Figure 1. The effects of various molecular weight of PEO on the complex viscosity of the interface of 1.5 wt% PEO and 2 wt% laponite at frequency of 1.0 Hz.
Figure 2. The effect of angular frequency on the complex viscosity of 1.5 wt% PEO and 2 wt% laponite.
Figure 3. The nonmonotonic dependence of complex viscosity on the molecular weight of PEO for 1.5 wt% PEO and 2 wt% laponite at frequency of 0.1 rad/s.
Poly(acrylic acid) chains do not adsorb onto laponite particles, and our results on the bulk rheology of similar systems suggests that these polymers have an even more dramatic effect on the rheology than PEO. Figures 4-5 should our preliminary results on the interfacial rheology of an oil-water interface with laponite and various concentrations of PAA chains with a molecular weight of 5,100 g/mol at the interface. These data also show some lowering of the viscosity, although the effects are not as dramatic as those seen in the laponite-PEO systems, and as above, there is some scatter in the data.
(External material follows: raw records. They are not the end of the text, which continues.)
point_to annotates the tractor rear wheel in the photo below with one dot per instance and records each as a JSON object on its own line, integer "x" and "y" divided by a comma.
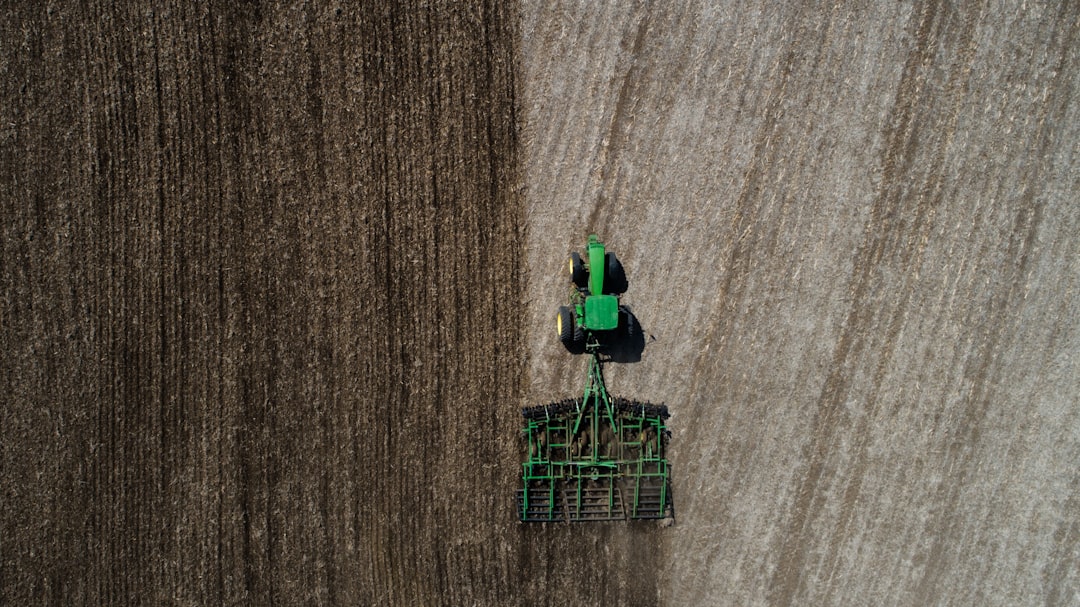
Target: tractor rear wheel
{"x": 615, "y": 277}
{"x": 579, "y": 274}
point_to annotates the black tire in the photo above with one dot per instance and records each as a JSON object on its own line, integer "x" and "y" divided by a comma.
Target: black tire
{"x": 615, "y": 277}
{"x": 632, "y": 327}
{"x": 579, "y": 340}
{"x": 579, "y": 274}
{"x": 564, "y": 325}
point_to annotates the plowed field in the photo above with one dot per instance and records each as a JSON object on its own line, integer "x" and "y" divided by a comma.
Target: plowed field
{"x": 278, "y": 278}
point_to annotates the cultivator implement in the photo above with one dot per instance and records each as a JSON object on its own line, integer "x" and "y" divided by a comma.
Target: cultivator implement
{"x": 595, "y": 458}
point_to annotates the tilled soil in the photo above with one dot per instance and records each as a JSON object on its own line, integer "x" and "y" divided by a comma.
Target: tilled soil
{"x": 278, "y": 280}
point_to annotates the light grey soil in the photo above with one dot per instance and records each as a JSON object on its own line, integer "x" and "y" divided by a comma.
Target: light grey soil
{"x": 852, "y": 233}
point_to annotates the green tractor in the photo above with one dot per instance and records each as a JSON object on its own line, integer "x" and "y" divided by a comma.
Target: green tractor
{"x": 595, "y": 317}
{"x": 596, "y": 457}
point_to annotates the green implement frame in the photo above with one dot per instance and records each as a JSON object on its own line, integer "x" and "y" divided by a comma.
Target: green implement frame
{"x": 597, "y": 458}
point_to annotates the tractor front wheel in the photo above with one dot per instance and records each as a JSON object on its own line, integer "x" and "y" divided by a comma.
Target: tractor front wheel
{"x": 579, "y": 275}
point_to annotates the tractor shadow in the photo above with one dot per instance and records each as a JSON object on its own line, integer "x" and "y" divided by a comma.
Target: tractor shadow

Figure 4. The effects of the concentration of 5.1 kg/mol PAA on the complex viscosity of 2 wt% laponite-oil interface at 1 Hz.
Figure 5. The effect of angular frequency on the complex viscosity of various concentrations of PAA and 2 wt% laponite.
Our preliminary results from Year 1 show promise for using this strategy to develop new fluids with a low interfacial viscosity for enhanced oil recovery applications. We are currently repeating both sets of experiments to verify reproducibility, and in Year 2 we plan to explore additional polymer molecular weights and concentrations and to investigate the mechanism for the decrease in viscosity that is observed.